Iraq Newcomers Face First Fatalities
STEVE INSKEEP, host:
Advisors to Iraq's security forces come from the same Kansas base as an Army unit that has seen fighting sooner than expected. Most of the troops in a regiment known as the Black Lions are just out of basic training. Now they're part of the surge of troops fighting in Baghdad. NPR's Lourdes Garcia-Navarro reports on their first losses.
(Soundbite of radio transmission)
LOURDES GARCIA-NAVARRO: The news came into the operations room at the Black Lions headquarters just after 8:00 a.m. A roadside bomb had exploded next to one of their patrols. There were casualties, the unit's first. Two men were killed. It was to be a bad day. At around 10:00, word that the recovery team had been ambushed trickled in. Their chaplain, who had rushed out to the original blast scene, was shot in the shoulder. Then in the afternoon, yet another attack led to the third death.

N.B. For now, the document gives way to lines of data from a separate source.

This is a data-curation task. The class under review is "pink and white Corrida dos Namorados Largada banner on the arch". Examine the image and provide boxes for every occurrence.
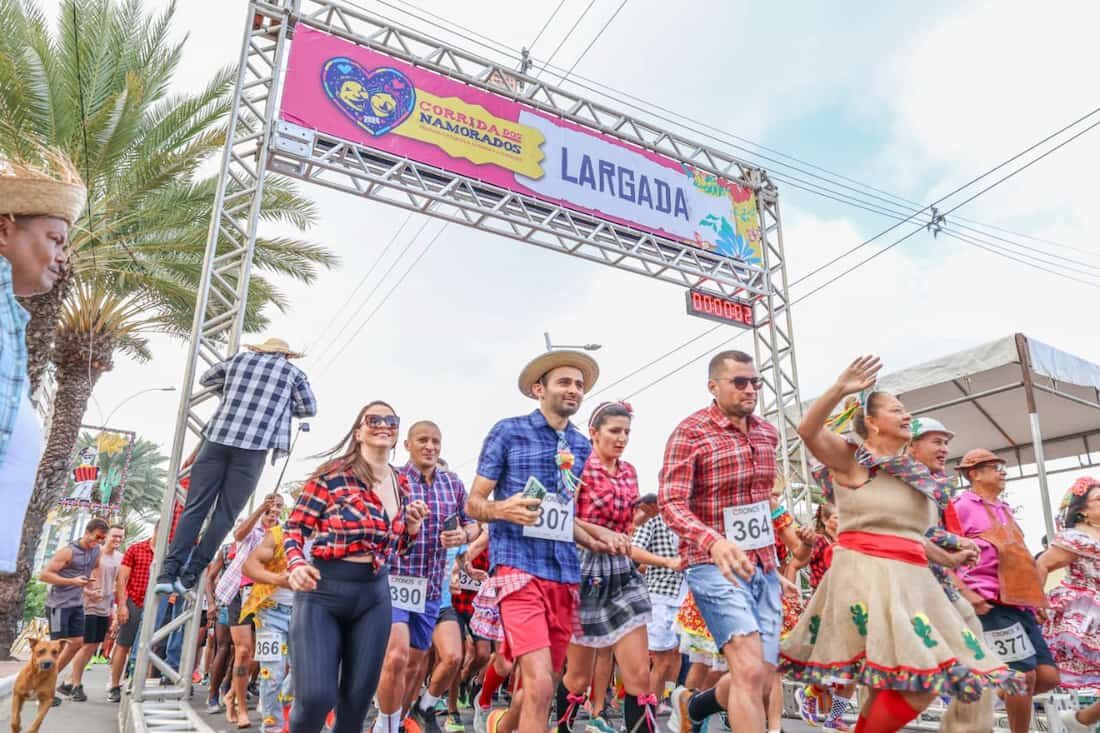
[279,26,763,266]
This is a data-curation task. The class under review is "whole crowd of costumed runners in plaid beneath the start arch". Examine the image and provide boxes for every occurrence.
[32,339,1100,733]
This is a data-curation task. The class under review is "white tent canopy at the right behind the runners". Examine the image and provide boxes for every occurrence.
[878,333,1100,536]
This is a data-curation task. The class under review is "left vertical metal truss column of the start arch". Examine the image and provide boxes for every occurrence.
[122,0,299,717]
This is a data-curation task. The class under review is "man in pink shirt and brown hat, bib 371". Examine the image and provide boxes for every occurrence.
[945,448,1060,733]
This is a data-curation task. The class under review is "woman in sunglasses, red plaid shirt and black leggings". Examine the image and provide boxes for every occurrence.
[284,401,428,733]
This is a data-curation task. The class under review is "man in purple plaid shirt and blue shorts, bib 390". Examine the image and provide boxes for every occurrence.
[374,415,480,733]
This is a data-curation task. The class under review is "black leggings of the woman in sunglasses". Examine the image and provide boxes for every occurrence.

Most of the Black Lions trained together and then came to the unit together. And because of that, they're a tight group. Twenty-seven-year-old First Lieutenant Robert Riggs(ph) is from Houston, Texas.
First Lieutenant ROBERT RIGGS (U.S. Army): When the brigade stands up new, they need a whole bunch of officers in the same place, so that's where we all go. It makes it a little easier when you get to a unit and you already know six or seven other lieutenants.

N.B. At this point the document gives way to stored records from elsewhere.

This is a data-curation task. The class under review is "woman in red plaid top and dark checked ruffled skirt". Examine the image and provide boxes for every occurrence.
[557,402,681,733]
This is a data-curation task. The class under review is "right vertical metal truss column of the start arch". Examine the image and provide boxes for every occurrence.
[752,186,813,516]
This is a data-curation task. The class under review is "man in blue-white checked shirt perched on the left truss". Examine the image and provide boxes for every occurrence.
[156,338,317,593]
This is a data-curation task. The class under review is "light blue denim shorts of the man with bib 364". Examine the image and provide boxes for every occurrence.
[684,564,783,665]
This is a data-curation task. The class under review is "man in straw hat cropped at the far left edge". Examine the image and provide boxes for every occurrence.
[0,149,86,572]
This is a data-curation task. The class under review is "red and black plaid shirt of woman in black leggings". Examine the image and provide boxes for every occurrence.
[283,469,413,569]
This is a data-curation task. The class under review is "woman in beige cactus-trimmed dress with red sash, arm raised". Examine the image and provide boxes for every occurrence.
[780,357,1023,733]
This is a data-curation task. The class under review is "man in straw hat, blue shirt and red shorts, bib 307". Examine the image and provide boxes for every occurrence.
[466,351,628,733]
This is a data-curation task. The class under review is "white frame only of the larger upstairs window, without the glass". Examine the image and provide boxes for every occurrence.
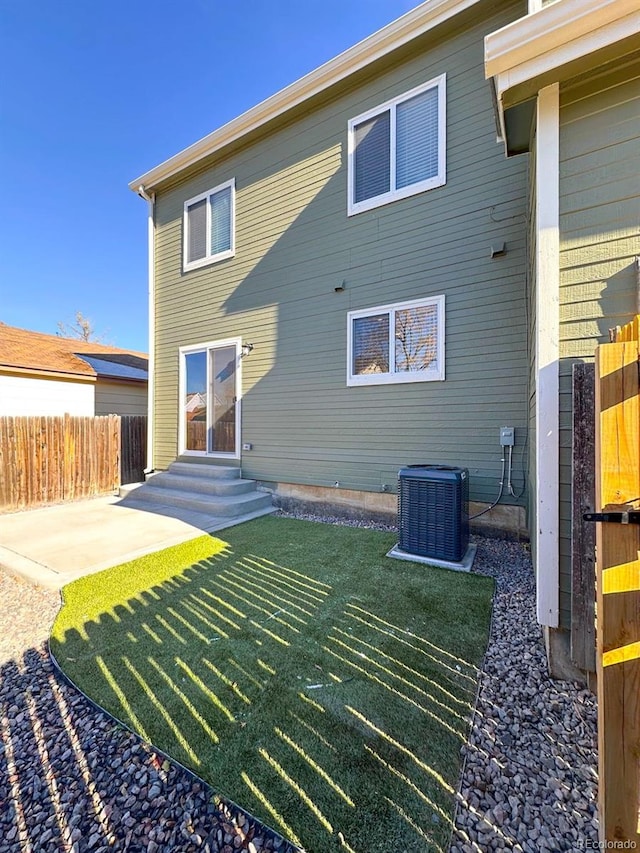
[347,74,447,216]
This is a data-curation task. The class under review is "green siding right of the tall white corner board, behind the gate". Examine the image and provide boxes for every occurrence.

GARCIA-NAVARRO: But harder too when members of the unit die. While 34-year-old Warrant Officer Daniel Williams(ph) works, Don Henley's song "End of the Innocence," plays in the background. His team has to clean out the blood- splattered vehicles. On this day he's asked for volunteers. Few here have seen this kind of carnage before.
Warrant Officer DANIEL WILLIAMS (U.S. Army): I'm not going to throw someone in there that doesn't want to be there, so we ask for volunteers to take care of a mission like that.

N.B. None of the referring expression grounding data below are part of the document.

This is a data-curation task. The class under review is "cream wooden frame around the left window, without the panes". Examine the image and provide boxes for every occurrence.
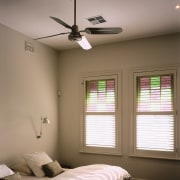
[80,71,122,155]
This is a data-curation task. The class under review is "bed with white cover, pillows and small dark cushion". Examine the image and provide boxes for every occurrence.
[0,152,131,180]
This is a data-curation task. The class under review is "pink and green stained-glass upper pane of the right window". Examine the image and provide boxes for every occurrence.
[137,75,173,112]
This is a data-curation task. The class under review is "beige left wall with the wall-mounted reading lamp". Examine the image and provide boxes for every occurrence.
[0,25,58,163]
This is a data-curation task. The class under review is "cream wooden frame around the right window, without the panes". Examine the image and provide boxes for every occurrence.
[130,66,180,160]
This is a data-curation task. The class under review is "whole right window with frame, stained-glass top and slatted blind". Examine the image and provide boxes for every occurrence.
[132,67,177,158]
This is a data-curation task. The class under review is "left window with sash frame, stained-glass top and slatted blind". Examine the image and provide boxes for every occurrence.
[82,74,120,154]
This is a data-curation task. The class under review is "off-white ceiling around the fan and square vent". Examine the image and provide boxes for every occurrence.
[0,0,180,50]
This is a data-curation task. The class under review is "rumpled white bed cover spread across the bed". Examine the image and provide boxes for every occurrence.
[22,164,130,180]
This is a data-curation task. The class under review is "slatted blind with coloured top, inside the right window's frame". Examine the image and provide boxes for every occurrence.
[136,74,175,152]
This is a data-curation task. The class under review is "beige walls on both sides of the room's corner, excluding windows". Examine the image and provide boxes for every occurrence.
[0,22,180,180]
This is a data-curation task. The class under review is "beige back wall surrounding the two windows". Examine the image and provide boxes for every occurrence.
[59,35,180,180]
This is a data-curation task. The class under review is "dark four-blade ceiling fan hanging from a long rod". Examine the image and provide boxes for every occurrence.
[35,0,122,50]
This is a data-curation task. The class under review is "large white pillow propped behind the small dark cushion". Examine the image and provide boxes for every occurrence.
[23,152,52,177]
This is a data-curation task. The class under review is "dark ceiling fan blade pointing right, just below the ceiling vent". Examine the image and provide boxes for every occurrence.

GARCIA-NAVARRO: But he also knows...
Warrant Officer WILLIAMS: This is something we're going to see for a long time.
GARCIA-NAVARRO: That night there was a small, solemn ceremony at the helicopter pad for one of the dead, who was being flown back to Baghdad. A soldier says in hushed tones...
Unidentified Man (U.S. Army): I've never seen one of these done before.
GARCIA-NAVARRO: The only sound in the still night is the crunch of the gravel underneath the soldiers' feet as they carried the wrapped corpse to be flown away. The men from the unit silently salute. The names of the soldiers that died that day are Army Specialist Curtis Glawson from Daleville, Alabama; Sergeant Wayne Cornell, from Holstein, Nebraska; and Private First Class Stephen Richardson from Bridgeport, Connecticut.
Lourdes Garcia-Navarro, NPR News, Baghdad.